The next step is to calculate vectors to what we call the Candidate Points. These are the actual positions of the values for perlin noise we want to generate.
In some cases, it might be good to imagine the grid of vectors as a coordinate system, where each grid vector is at a grid vertex (x=1,2,3... & y=1,2,3...). In this coordinate system, each of our candidate points sits in between the coordinate grid.
For example our candidate point might be at (x=1.3, y=0.4), and it is surrounded by the grid vectors at coordinates (1,0), (1,1), (2,0), (2,1). Each of these 4 grid points have an associated random unit vector from the previous step, but we won't worry about these until the next step.

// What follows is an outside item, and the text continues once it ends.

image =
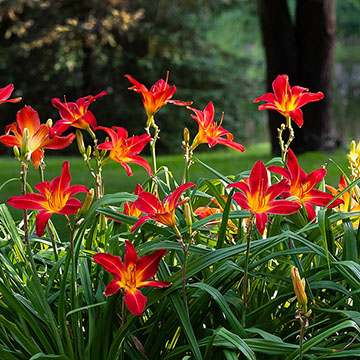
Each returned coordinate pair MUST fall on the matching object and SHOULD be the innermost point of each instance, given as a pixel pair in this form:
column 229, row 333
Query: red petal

The Candidate Point Vectors are the vectors which will point at the candidate point from each of the surrounding grid points. In our example above, there are four surrounding grid vertexes, and so there will be four candidate point vectors, one from each of these vertexes pointing to the candidate point.
This of course is dependent on the dimensionality of noise you are generating. For example in 3D space there would be 8 surrounding grid vertices, and therefore 8 surrounding candidate point vectors (forming a cube surrounding the point).
Each of these surrounding vertices has a vector created which points towards the candidate point. Now, each candidate point has 4 surrounding normalised grid vectors, and 4 surrounding candidate point vectors (in 3D this would be 8 each, in 4D it would be 16 each, in 5D space it would be 32 each etc.).